The economic argument against contraception assumes an unnerving disregard for humanity.

An opinion piece in the Colorado Springs Gazette argues that by funding contraception, our government will bankrupt itself, in effect, by lowering the American birthrate.  

The writer begins the argument with a typical, stale, “Us-vs.-Them” rhetoric. He (I’m going to assume a "he" in this case) tries to build suspicion against the Guttmacher Institute and Planned Parenthood, casting them as part of some anti-family super-corporation pulling the strings of the US government. While I wish that Planned Parenthood had enough money to do HIV tests and cancer screenings for every uninsured woman in America, the idea of the organization rolling in dough is, unfortunately, laughable.  

The writer is wary of the usual suspects: the government, the press, both out to degrade our country beyond recognition. But in the course of his argument, which is that we should all be as fruitful as possible to keep our nation brimming with workers, he betrays his contempt for the American people. 

In the model he sketches, children quickly become workers and thus bolster the economy. In the author’s view, the birth of a child is a victory for an economy hungry for workers, but has no effect on a family. In fact, the family, particularly the mother, is conspicuously absent from this picture. Who, exactly, is having these babies? 

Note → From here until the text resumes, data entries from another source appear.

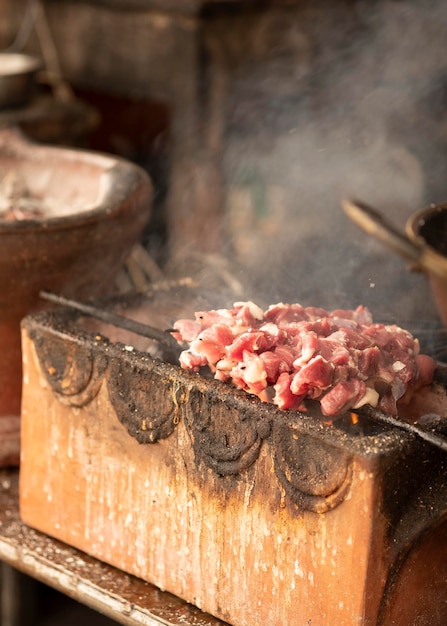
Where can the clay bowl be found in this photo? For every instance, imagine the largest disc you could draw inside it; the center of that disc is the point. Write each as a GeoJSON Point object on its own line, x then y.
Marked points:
{"type": "Point", "coordinates": [91, 210]}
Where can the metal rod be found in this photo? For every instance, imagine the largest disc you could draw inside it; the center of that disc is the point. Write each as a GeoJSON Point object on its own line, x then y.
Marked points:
{"type": "Point", "coordinates": [378, 416]}
{"type": "Point", "coordinates": [114, 319]}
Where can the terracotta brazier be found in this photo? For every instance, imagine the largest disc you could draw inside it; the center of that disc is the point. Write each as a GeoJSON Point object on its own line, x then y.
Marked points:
{"type": "Point", "coordinates": [255, 515]}
{"type": "Point", "coordinates": [94, 208]}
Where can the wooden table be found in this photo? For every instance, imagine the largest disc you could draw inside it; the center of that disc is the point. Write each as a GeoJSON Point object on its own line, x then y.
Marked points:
{"type": "Point", "coordinates": [123, 598]}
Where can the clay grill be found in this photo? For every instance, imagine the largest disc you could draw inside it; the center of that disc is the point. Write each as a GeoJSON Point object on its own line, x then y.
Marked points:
{"type": "Point", "coordinates": [255, 515]}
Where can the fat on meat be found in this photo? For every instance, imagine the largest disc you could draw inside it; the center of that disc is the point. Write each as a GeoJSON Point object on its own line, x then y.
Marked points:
{"type": "Point", "coordinates": [289, 353]}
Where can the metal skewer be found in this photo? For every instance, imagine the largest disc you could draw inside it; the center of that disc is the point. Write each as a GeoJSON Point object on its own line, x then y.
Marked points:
{"type": "Point", "coordinates": [378, 416]}
{"type": "Point", "coordinates": [145, 330]}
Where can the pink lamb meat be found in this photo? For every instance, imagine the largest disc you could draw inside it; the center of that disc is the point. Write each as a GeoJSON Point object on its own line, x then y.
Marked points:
{"type": "Point", "coordinates": [289, 354]}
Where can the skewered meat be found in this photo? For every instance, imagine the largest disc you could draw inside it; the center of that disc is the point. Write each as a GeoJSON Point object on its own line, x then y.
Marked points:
{"type": "Point", "coordinates": [288, 354]}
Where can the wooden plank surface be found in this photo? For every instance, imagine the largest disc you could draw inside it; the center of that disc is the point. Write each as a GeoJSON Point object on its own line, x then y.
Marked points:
{"type": "Point", "coordinates": [123, 598]}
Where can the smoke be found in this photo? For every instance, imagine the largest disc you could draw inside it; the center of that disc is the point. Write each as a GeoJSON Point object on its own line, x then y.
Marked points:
{"type": "Point", "coordinates": [326, 100]}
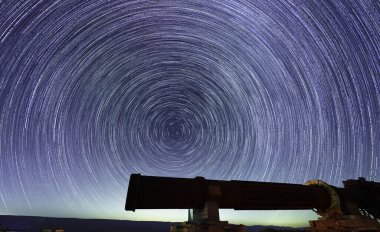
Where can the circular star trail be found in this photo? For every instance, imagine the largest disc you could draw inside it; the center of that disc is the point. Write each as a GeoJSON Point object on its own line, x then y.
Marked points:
{"type": "Point", "coordinates": [92, 91]}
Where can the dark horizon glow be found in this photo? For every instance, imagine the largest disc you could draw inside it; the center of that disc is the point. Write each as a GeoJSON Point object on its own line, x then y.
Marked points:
{"type": "Point", "coordinates": [92, 91]}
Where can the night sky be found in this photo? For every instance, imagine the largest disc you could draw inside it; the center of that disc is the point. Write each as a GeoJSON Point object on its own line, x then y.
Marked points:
{"type": "Point", "coordinates": [92, 91]}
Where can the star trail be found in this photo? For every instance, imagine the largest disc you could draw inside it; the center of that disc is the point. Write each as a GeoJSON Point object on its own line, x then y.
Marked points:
{"type": "Point", "coordinates": [92, 91]}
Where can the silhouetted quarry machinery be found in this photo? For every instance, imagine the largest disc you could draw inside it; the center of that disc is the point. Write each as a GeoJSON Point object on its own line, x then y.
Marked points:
{"type": "Point", "coordinates": [356, 207]}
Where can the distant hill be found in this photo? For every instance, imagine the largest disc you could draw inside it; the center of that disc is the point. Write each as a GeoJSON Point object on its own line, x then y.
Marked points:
{"type": "Point", "coordinates": [34, 224]}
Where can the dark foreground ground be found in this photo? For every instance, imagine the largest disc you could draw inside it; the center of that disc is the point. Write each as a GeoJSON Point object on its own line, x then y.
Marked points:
{"type": "Point", "coordinates": [34, 224]}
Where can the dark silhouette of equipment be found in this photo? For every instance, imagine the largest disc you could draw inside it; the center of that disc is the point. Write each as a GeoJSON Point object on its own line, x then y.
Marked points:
{"type": "Point", "coordinates": [356, 207]}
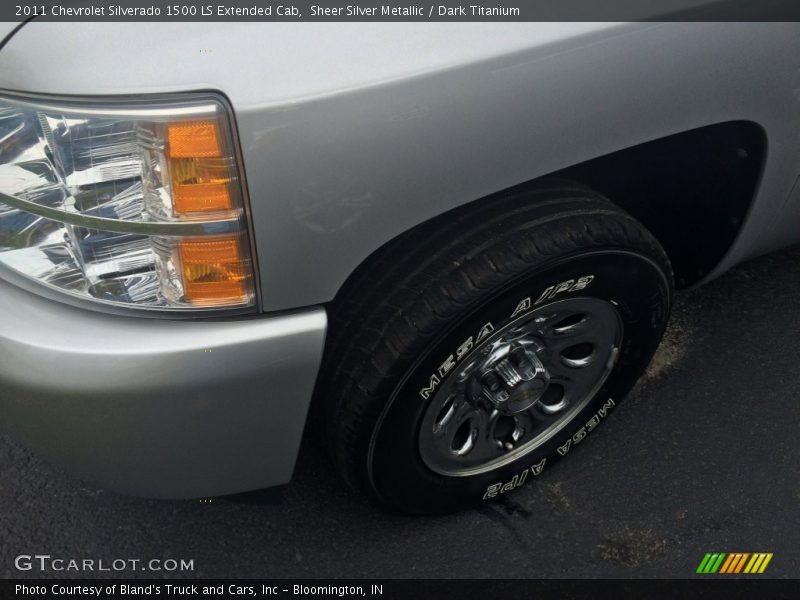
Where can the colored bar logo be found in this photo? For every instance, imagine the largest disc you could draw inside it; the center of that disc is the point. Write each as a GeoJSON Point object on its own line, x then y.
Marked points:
{"type": "Point", "coordinates": [734, 563]}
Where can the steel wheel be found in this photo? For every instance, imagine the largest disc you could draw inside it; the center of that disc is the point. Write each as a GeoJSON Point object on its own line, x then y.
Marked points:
{"type": "Point", "coordinates": [520, 386]}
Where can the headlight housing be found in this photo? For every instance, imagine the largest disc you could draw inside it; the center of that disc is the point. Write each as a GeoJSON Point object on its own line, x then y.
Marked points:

The economic argument against contraception assumes an unnerving disregard for humanity. The anti-contraception right, who so often professes an interest in families, has no family’s interests at heart when they take steps to deprive needy women of reproductive health care. Yes, our country needs children, but women need to be taken care of so that they remain emotionally and physically healthy now, and so that they may have children down the road, if they so choose.  

But the writer of the piece sees a false divide in policy: either it’s pro-child, or anti-child. In fact, our government can support women who want to have children and women who don’t – at the same time. This is what a successful government does – it supports people in their various choices. In the various European examples he cites – France, for instance, provides reimbursements for – he fails to note that in many of these countries, France chief among them, birth control is heavily subsidized or free.  

In pitting themselves against public funding, these factions are not fighting Planned Parenthood, the Guttmacher Institute, or “the far-left politicians who control Washington.” They are fighting the American people. In pledging to remain anti-contraception, they are also anti-health, anti-woman, anti-family, and anti-human.